Effects of oral disopyramide phosphate on induction and sustenance of atrioventricular reentrant tachycardia incorporating retrograde accessory pathway conduction.

作者信息

Kou H C, Hung J S, Lee Y S, Wu D

出版信息

Circulation. 1982 Aug;66(2):454-62. doi: 10.1161/01.cir.66.2.454.

Abstract

We performed electrophysiologic studies before and after oral administration of disopyramide phosphate, 200 mg every 6 hours, in 20 patients with atrioventricular (AV) reentrant tachycardia using a retrogradely conducting accessory pathway.

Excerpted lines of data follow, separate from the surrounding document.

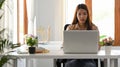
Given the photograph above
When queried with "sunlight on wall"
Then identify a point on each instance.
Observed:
(103, 16)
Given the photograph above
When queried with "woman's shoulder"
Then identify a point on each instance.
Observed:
(72, 27)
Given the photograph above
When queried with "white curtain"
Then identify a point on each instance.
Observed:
(31, 16)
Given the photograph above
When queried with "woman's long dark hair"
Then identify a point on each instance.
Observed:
(88, 23)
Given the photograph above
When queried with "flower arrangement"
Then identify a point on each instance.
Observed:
(31, 40)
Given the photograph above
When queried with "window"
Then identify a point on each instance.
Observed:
(103, 16)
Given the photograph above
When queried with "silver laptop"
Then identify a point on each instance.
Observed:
(81, 41)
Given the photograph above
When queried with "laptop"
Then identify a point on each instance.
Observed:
(81, 41)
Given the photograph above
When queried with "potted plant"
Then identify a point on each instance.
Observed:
(31, 41)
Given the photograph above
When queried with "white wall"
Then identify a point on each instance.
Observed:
(50, 12)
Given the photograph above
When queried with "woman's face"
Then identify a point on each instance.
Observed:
(81, 16)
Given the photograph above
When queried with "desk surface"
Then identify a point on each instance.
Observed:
(57, 52)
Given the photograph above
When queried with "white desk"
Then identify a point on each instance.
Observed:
(57, 53)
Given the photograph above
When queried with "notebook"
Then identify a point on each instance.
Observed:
(81, 41)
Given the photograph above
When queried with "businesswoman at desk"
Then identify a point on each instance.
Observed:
(81, 21)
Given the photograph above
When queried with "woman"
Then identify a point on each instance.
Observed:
(81, 21)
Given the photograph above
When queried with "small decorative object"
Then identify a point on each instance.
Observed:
(31, 41)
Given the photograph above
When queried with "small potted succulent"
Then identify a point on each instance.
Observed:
(31, 41)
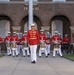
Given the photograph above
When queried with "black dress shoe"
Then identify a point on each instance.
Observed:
(33, 62)
(53, 56)
(39, 56)
(61, 56)
(10, 54)
(16, 55)
(48, 54)
(28, 55)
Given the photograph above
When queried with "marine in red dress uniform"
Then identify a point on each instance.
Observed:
(25, 44)
(7, 40)
(65, 44)
(33, 40)
(56, 40)
(14, 40)
(42, 43)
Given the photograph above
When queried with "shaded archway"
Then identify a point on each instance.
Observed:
(65, 22)
(25, 21)
(6, 23)
(5, 26)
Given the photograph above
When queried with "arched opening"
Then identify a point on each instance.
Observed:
(24, 23)
(61, 24)
(5, 25)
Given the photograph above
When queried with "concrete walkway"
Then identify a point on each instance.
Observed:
(45, 66)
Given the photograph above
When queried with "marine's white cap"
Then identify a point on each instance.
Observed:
(9, 32)
(66, 35)
(41, 30)
(56, 32)
(14, 32)
(33, 24)
(25, 31)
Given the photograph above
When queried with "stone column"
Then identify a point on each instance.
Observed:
(72, 33)
(30, 12)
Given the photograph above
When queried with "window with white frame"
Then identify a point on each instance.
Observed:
(59, 0)
(4, 0)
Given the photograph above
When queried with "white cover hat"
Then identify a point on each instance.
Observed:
(41, 30)
(14, 32)
(25, 31)
(56, 31)
(33, 24)
(9, 32)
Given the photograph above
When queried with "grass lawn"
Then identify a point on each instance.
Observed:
(1, 55)
(69, 56)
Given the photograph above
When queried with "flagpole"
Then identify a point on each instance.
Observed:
(30, 13)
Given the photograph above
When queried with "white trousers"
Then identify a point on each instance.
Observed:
(14, 51)
(9, 51)
(33, 49)
(42, 49)
(48, 49)
(24, 50)
(18, 48)
(57, 49)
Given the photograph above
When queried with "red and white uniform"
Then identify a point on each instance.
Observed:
(42, 37)
(56, 39)
(24, 40)
(47, 41)
(8, 38)
(33, 37)
(14, 39)
(42, 40)
(65, 40)
(33, 40)
(1, 40)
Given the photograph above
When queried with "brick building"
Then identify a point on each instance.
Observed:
(50, 14)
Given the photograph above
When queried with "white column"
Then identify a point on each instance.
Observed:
(30, 12)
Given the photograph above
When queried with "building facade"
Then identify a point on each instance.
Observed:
(48, 14)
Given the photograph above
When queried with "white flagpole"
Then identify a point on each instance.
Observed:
(30, 13)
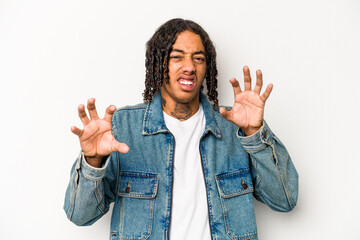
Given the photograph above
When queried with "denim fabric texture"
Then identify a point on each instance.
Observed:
(236, 169)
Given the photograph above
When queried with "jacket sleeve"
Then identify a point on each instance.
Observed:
(273, 172)
(90, 190)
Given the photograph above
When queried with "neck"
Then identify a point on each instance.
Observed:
(180, 111)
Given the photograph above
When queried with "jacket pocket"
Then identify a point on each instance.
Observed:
(137, 193)
(235, 189)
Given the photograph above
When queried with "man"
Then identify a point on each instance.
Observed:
(177, 167)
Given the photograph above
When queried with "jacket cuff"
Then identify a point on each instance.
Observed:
(258, 141)
(90, 172)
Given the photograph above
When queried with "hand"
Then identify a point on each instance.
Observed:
(248, 110)
(96, 139)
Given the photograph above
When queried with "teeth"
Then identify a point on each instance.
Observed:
(185, 82)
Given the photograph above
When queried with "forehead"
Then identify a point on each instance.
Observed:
(188, 41)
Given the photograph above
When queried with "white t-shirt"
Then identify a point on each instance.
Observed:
(189, 212)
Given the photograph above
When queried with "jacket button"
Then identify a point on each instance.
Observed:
(243, 184)
(128, 189)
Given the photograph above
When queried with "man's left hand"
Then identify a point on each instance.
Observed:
(248, 110)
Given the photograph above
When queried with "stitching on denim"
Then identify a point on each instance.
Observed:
(72, 204)
(289, 200)
(232, 174)
(98, 198)
(147, 234)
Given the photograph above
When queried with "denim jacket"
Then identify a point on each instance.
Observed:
(139, 182)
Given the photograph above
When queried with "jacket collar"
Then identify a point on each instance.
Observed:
(154, 123)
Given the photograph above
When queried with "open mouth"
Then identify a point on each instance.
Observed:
(186, 82)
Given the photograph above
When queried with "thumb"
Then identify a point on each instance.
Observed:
(119, 147)
(225, 114)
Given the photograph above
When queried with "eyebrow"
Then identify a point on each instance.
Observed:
(181, 51)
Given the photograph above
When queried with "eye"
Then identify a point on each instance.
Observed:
(199, 59)
(175, 58)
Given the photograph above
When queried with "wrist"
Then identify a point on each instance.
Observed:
(95, 161)
(250, 130)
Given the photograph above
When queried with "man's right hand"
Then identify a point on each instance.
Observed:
(96, 139)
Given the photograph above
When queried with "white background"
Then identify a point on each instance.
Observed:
(55, 55)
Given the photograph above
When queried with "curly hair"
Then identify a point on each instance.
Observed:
(158, 50)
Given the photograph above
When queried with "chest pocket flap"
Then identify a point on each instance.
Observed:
(138, 185)
(234, 183)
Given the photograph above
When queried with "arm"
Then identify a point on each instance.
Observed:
(274, 175)
(93, 176)
(90, 190)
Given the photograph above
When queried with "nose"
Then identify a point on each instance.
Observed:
(188, 65)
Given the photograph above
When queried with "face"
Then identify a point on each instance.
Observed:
(187, 68)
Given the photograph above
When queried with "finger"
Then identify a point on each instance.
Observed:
(109, 113)
(247, 78)
(82, 114)
(236, 86)
(225, 114)
(119, 147)
(267, 92)
(92, 109)
(76, 131)
(259, 82)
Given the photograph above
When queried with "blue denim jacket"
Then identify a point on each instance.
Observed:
(235, 168)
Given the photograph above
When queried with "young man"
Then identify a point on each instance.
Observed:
(176, 166)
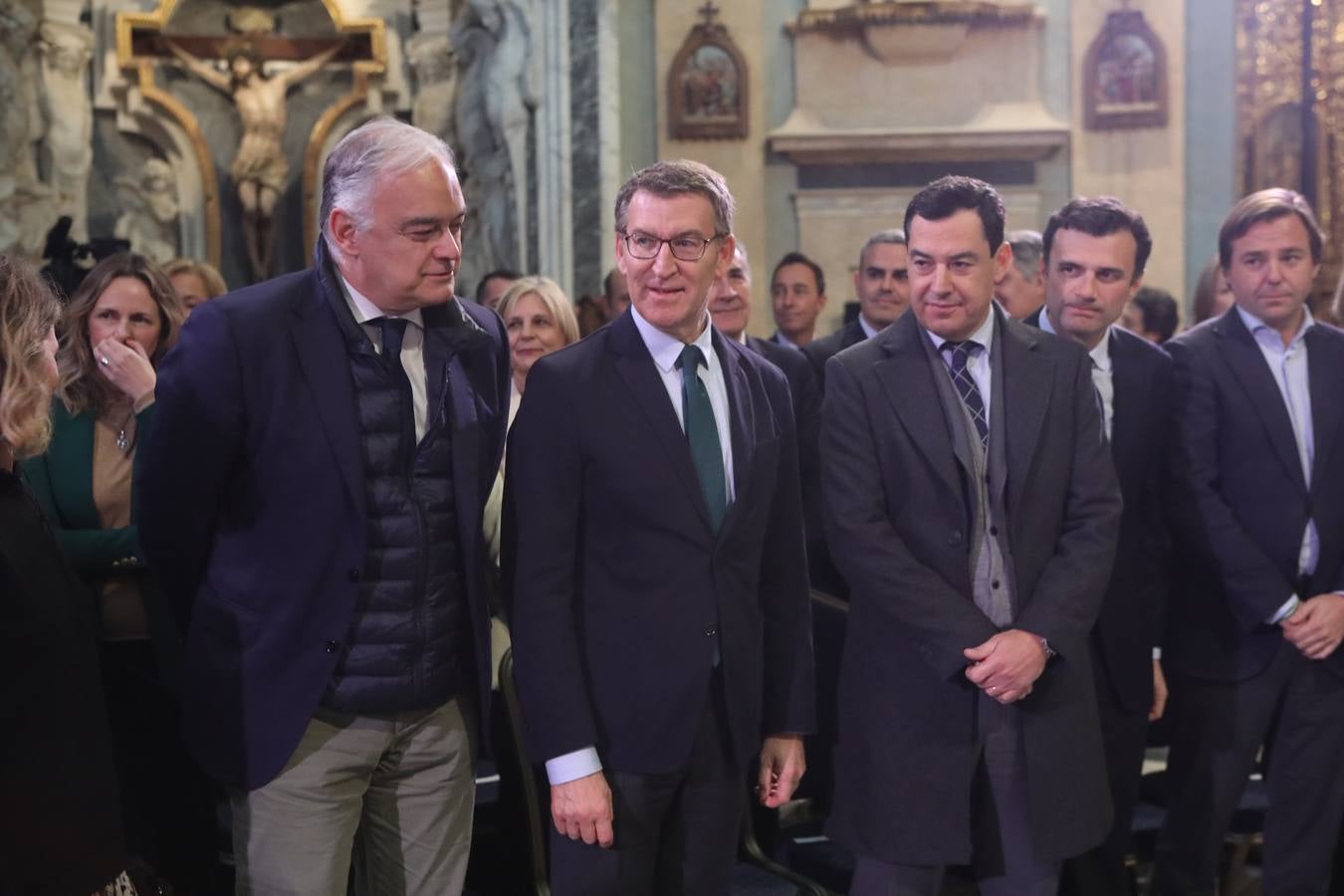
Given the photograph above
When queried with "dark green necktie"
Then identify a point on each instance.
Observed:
(702, 434)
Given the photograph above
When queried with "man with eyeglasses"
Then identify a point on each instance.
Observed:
(655, 565)
(311, 500)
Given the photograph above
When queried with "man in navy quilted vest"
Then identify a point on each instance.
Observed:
(312, 500)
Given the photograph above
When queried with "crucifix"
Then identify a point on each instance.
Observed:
(260, 169)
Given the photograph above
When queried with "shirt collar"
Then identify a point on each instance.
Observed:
(984, 335)
(665, 349)
(1255, 324)
(1099, 353)
(364, 311)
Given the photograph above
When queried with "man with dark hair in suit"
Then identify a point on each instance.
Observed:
(974, 510)
(1094, 257)
(797, 297)
(312, 501)
(882, 285)
(730, 308)
(1256, 615)
(656, 565)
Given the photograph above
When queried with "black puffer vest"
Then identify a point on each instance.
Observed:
(410, 629)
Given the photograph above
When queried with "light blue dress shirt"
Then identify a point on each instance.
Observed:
(1287, 367)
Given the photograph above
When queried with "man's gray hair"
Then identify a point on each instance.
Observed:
(375, 150)
(679, 177)
(1027, 249)
(893, 237)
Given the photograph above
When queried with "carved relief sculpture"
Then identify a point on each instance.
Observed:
(495, 103)
(707, 84)
(26, 206)
(436, 84)
(149, 216)
(260, 168)
(68, 107)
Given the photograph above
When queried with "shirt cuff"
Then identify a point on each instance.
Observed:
(1286, 610)
(571, 766)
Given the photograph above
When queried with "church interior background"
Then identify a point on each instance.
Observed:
(825, 115)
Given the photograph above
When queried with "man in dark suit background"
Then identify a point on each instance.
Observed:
(656, 567)
(1258, 520)
(882, 285)
(730, 308)
(974, 510)
(312, 500)
(1094, 257)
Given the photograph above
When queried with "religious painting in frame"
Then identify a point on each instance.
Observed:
(707, 85)
(1125, 76)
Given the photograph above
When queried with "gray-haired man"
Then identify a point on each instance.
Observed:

Disopyramide markedly depressed retrograde accessory pathway conduction by increasing the mean ventricular paced cycle length that produced ventriculoatrial block (less than or equal to 287 +/- 4 to greater than or equal to 392 +/- 22 msec, p less than 0.01); it also depressed antegrade normal pathway AV conduction by increasing the atrial paced cycle length that produced AV block (287 +/- 9 to 328 +/- 7 msec, p less than 0.01). In 14 patients, tachycardia could not be induced or sustained after disopyramide phosphate. In 13 patients, this reflected depression of the retrograde limb with either absence of atrial echoes (nine patients) or induction of nonsustained tachycardia that terminated after the QRS complex (four patients), and in one, it reflected depression of the antegrade limb with induction of a single atrial echo not followed by a QRS response. In six patients, sustained tachycardia could still be induced after disopyramide. Oral disopyramide phosphate is effective in preventing induction of sustained AV reentrant tachycardia in most patients. This effect is achieved by depression of the retrograde limb of the reentrant circuit.

摘要

我们对20例使用逆向传导旁路的房室折返性心动过速患者,在口服磷酸丙吡胺(每6小时200毫克)前后进行了电生理研究。磷酸丙吡胺通过增加产生室房阻滞的平均心室起搏周期长度(从小于或等于287±4毫秒增至大于或等于392±22毫秒,p<0.01),显著抑制逆向旁路传导;它还通过增加产生房室阻滞的心房起搏周期长度(从287±9毫秒增至328±7毫秒,p<0.01),抑制前向正常房室传导。14例患者在服用磷酸丙吡胺后无法诱发或维持心动过速。在13例患者中,这反映了逆向支的抑制,表现为无房回波(9例患者)或诱发非持续性心动过速,在QRS波群后终止(4例患者),在1例患者中,这反映了前向支的抑制,诱发单个房回波但无QRS反应。6例患者在服用磷酸丙吡胺后仍可诱发持续性心动过速。口服磷酸丙吡胺对大多数患者预防持续性房室折返性心动过速的诱发有效。这种作用是通过抑制折返环的逆向支实现的。